Working in NY as artist and educator since 1970, Maureen Connor’s collaborative projects have focused on human relationships and social change for more than 20 years. Internationally recognized for her feminist work from the eighties and nineties, she received grants from the Guggenheim, the NEA, NYFA and Anonymous Was a Woman, among others. Co-founder (2016) of reproductive justice collaborative how to perform an abortion, they recently created Reproductive Justice Garden and Waiting Room, ongoing on SUNY Purchase campus. Her podcast Shouldn’t We Talk, launching in Summer, 2020, features interviews and discussions about the beginning of the end of patriarchy.

Eugenia Manwelyan

Eugenia Manwelyan (she/her) is a director, choreographer, and planning practitioner who arrived in the US from Russia at the age of six. She is the founder of Eco Practicum desk-free school for arts and ecology, founding faculty of School of Apocalypse, and a member of collectives and working groups including Bodies Intersect Buildings, Choreographies for Survival, and how to perform an abortion. As a visiting faculty at Columbia University, Eugenia has worked on environmental planning and arts projects in the New York bioregion as well as India, Vietnam, and Jordan. She was a recent SU CASA fellow and her work has been supported by NYSCA, LMCC, Pioneer Works, Columbia University and shared at venues including the Martha Graham Dance Studio, New Museum, Metropolitan Museum of Art, and AIR Gallery.

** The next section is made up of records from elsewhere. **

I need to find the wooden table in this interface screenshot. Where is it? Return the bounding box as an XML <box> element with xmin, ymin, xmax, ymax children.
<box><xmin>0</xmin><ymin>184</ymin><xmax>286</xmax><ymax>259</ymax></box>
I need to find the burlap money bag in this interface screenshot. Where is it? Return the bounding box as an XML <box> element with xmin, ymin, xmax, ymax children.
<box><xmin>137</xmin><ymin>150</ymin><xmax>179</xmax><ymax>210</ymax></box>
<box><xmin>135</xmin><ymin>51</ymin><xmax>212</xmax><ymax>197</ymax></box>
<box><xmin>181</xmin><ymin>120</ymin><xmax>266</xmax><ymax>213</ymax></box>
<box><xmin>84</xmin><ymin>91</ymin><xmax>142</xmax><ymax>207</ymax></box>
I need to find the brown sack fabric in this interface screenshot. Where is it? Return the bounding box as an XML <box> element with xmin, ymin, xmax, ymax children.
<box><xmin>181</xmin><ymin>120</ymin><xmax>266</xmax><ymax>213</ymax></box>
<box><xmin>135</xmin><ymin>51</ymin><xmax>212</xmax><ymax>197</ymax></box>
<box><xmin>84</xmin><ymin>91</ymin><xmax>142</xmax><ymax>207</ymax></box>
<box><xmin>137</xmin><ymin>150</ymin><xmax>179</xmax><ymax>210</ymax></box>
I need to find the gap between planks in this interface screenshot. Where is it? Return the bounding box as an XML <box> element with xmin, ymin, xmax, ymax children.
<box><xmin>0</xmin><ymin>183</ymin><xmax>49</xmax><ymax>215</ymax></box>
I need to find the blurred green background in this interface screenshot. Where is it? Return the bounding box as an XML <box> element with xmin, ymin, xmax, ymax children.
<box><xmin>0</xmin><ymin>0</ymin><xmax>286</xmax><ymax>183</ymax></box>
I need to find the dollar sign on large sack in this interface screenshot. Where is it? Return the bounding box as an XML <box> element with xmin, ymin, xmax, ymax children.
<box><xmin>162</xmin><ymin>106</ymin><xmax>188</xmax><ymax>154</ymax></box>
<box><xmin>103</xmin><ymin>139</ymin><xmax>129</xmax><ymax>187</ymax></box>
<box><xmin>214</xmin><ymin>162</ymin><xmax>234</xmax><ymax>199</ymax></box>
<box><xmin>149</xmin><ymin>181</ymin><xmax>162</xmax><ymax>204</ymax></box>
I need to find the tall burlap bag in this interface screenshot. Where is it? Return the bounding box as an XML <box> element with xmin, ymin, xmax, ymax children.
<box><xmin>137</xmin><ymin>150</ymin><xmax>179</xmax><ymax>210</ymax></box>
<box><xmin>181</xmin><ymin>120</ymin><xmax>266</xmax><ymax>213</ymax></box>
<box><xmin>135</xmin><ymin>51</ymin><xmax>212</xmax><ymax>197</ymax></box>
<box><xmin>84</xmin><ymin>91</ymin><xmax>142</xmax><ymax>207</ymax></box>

Jean-Marc Superville Sovak

Jean-Marc is a multidisciplinary artist whose work deeply involves the community around him. Among an array of public art projects, Jean-Marc has built and toured a Tiny House of Steel, staged a neighborhood portrait drawing-as-oral-history storefront, constructed a brick wall with a built-in hole, produced videos of his doppelgangers and given guided tours of NYC housing projects. His work has been exhibited at the Samuel Dorsky Museum, the Aldrich Contemporary Art Museum, Socrates Sculpture Park, Manifesta 8 European Biennial. He is the illustrator of several award-winning novels by Julie Chibbaro. He lives and works with Julie in Beacon, NY.